History has provided a long list of similar forecasting failures. Analyst Clifford Stoll argued that “no online database will replace your daily newspaper.” Bob Metcalfe, an electrical engineer widely credited with the invention of Ethernet technology, predicted that the internet would “in 1996 catastrophically collapse.” Federal Communications Commission commissioner T.A.M. Craven stated in 1961 that “There is practically no chance communications space satellites will be used to provide better telephone, telegraph, television or radio service inside the United States.”
Marconi predicted that the “wireless era” would make war ridiculous and impossible. Decca Records rejected the Beatles because they didn’t like the group’s sound and thought guitar music was on the way out. Every other studio in Hollywood but one turned down “Raiders of the Lost Ark” before Paramount agreed to make it and it became one of the highest-grossing films of all time.
Thomas Bell, president of the Linnean Society of London, summing up the year 1858 (which included the announcement of Charles Darwin’s theory of evolution by natural selection), stated: “The year which has passed has not, indeed, been marked by any of those striking discoveries which at once revolutionize, so to speak, the department of science on which they bear.”
In April 1900, the great physicist Lord Kelvin proclaimed that our understanding of the cosmos was complete except for two “clouds” — minor details still to be worked out. Those clouds had to do with radiation emissions and with the speed of light, and they pointed the way to two major revolutions in physics still to come: quantum mechanics and the theory of relativity.
At the World Economic Forum in 2004, Bill Gates predicted that, “Two years from now, [email] spam will be solved.” And nearly every political pundit gave Donald Trump no chance to win the Republican presidential nomination.
Most of the alleged experts making market predictions are highly educated, vastly experienced, and examine the vagaries of the markets pretty much all day, every day, Yet they too are wrong a lot — pretty much all the time in fact. Why are we so bad at forecasting?
The great Russian novelist Leo Tolstoy gets to the heart of the matter when he asks, in the opening paragraphs of Book Nine of “War and Peace”: “When an apple has ripened and falls, why does it fall? Because of its attraction to the earth, because its stalk withers, because it is dried by the sun, because it grows heavier, because the wind shakes it, or because the boy standing below wants to eat it?” With almost no additional effort, today’s scientists could expand this list extensively.
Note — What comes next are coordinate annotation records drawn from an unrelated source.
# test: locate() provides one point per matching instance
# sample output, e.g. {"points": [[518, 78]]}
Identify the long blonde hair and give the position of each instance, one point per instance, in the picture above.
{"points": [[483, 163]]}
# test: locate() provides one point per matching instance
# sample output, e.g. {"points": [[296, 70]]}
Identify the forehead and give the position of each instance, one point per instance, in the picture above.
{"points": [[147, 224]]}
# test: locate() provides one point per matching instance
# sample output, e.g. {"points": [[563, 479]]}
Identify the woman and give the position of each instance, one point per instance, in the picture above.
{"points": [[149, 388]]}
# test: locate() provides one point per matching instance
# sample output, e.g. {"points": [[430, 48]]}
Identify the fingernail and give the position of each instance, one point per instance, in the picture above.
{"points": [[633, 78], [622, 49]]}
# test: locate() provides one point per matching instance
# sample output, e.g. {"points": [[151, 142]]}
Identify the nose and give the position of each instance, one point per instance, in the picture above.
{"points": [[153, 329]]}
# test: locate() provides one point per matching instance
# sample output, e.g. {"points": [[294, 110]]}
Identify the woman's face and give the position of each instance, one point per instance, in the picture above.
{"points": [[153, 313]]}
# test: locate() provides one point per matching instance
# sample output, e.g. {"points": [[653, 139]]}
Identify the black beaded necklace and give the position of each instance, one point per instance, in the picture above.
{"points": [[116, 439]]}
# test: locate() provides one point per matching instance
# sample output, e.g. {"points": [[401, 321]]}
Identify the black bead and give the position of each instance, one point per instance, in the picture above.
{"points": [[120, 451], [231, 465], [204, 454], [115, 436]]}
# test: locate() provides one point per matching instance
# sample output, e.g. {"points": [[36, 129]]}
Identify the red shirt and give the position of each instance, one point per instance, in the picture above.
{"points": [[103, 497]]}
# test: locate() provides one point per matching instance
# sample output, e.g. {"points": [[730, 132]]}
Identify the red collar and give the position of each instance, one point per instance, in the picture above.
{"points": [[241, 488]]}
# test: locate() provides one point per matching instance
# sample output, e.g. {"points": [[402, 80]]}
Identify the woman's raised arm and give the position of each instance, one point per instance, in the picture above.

As Daniel Kahneman and Amos Tversky so powerfully pointed out, we evolved to make quick and intuitive decisions for the here and now ahead of careful and considered decisions for the longer term. We intuitively emphasize (per anthropologist John Tooby) “the element in the nexus that we [can] manipulate to bring about a favored outcome.” Thus, “the reality of causal nexus is cognitively ignored in favor of the cartoon of single causes.” In short, whenever we try to figure out complex future outcomes we enter dangerous territory with disaster lurking everywhere.
Even when we recognize the fallacy of thinking in terms of single, linear causes (Fed policy, market valuations, etc.), the markets are still too complex and too adaptive to be readily predicted. There are simply too many variables to predict market behavior with any degree of detail, consistency or competence. Unless you’re Seth Klarman or somebody like him (none of whom is accepting capital from the likes of us), your crystal ball almost certainly does not work any better than anyone else’s.
All that said, the idea that we can live our investing lives forecast-free is as erroneous as the market predictions that are so easy to mock. As Cullen Roche repeatedly emphasizes, “any decision about the future involves an implicit forecast about future outcomes.” As Philip Tetlock wrote in his wonderful book, “Superforecasting: The Art and Science of Prediction”: “We are all forecasters. When we think about changing jobs, getting married, buying a home, making an investment, launching a product, or retiring, we decide based on how we expect the future to unfold.”